B21F-0098:
High-Resolution Upscaling of Closed Chamber Fluxes for N2o Emissions from China’s Agricultural Soils

Tuesday, 16 December 2014
Feng Zhou1, Ziyin Shang1, Philippe Ciais2, Shilong Piao1, Peter A Raymond3, Shu Tao1 and Zhenzhong Zeng1, (1)Peking University, Beijing, China, (2)CEA Saclay DSM / LSCE, Gif sur Yvette, France, (3)Yale University, New Haven, CT, United States
Abstract:
Moving from local toward global N2O emissions brings up numerous issues related to data processing, aggregation, tradeoffs between model quality and data quality, and prioritization of data collection and/or compilation efforts. We studied these issues in the context of modelling China’s N2O emissions from agricultural soils. We developed a spatially-explicit model (PKU-N2O-Agr model) for high-resolution mapping of N2O emissions based on the idea of Hole-in-the-Pipe Model. We collected 709 site-year records (504 for upland and 205 for paddy) at 106 experimental sites across China from 1994 to 2013 and calibrated the observed N2O flux by using the Bayesian Recursive Regression Tree algorithm.

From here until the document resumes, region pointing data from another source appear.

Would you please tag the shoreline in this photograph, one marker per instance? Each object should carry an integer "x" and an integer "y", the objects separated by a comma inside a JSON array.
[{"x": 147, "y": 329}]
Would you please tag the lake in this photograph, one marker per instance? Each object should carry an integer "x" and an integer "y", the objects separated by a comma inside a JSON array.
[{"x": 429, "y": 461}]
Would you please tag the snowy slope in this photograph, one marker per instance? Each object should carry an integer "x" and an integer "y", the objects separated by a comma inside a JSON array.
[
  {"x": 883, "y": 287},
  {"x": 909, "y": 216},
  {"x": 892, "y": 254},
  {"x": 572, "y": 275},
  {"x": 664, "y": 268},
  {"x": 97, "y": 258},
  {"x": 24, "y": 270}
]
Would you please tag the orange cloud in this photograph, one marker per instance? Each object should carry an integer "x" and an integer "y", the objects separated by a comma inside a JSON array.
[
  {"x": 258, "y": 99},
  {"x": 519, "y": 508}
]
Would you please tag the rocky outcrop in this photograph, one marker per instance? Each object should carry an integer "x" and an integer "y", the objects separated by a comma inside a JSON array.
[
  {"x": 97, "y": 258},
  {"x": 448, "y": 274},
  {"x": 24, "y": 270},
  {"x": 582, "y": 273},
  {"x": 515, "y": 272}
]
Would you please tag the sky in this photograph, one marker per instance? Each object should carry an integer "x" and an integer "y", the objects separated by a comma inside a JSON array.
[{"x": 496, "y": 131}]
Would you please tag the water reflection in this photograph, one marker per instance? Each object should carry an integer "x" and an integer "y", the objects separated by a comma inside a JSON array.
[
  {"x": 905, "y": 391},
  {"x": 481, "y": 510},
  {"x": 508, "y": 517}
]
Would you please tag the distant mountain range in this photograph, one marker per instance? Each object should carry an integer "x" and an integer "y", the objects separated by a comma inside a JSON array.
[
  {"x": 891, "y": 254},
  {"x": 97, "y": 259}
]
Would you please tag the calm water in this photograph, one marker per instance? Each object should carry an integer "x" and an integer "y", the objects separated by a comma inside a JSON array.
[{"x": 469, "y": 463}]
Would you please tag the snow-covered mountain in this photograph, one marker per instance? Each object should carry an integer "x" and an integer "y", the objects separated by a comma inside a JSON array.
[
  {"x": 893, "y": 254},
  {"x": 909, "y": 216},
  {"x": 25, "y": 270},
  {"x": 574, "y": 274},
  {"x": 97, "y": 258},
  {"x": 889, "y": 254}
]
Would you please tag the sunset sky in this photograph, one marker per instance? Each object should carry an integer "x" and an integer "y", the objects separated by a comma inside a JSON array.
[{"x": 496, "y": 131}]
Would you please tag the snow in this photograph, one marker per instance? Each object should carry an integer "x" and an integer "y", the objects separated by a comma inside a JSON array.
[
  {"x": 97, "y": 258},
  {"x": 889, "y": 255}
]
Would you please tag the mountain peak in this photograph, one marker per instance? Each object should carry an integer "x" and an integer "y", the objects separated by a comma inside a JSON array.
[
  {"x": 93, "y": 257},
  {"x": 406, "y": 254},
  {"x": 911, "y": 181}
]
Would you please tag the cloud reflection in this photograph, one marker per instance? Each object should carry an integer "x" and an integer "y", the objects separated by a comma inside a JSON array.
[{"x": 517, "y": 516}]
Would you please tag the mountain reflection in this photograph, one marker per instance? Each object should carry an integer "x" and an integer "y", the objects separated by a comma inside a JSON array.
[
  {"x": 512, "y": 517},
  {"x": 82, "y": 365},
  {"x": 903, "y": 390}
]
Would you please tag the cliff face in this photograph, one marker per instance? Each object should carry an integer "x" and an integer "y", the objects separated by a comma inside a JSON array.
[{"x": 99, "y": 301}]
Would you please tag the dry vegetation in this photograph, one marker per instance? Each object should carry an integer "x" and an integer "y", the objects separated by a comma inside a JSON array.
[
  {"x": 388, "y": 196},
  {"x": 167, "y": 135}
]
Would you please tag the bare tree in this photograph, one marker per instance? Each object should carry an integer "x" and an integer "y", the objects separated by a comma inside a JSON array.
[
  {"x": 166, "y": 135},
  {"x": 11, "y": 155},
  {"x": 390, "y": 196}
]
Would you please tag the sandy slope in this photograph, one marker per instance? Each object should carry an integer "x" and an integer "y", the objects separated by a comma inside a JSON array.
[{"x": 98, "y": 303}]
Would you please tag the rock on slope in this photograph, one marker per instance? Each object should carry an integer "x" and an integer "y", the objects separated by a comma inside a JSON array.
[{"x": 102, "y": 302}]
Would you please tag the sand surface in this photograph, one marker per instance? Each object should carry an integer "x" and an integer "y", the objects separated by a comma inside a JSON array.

The calibrated PKU-N2O-Agr model is applied to simulate China’s N2O emissions from upland and paddy cropland at 1-km spatial resolution and to examine the variable importance and sensitivity for N2O emissions as well as scaling dependence of the effect-response relationships. The N2O emissions in 2008 are 615 GgN2O/yr and ~25% lower than PKU-N2O and EDGAR v4.2 global product sampled over China. The average coefficients of determination between observed and simulated results were 0.91 for upland and 0.92 for paddy cropland, which indicate the using a simplified data-driven approach with data of high resolution could produce accurate and reliable results. Emission factors (considering background emissions) for paddy and upland soils are 0.6% and 0.8% of N inputs, which are 2 times of IPCC default but half of the mean of observations, respectively. SOC is the most important for capturing the variability of N2O emissions from upland, whereas N inflow is the critical factor for paddy cropland. Different with previous works, the marginal sensitivities of environmental factors on agricultural N2O emissions are calculated, which is of great use for verifying process-based simulation model when being applied in China (e.g., DNDC). Both critical factors and the effect-response relationships are significantly different under diverse spatial scales, which indicate that the variables and structure of process-based models need to be updated for adapting agricultural N2O simulation at different scales.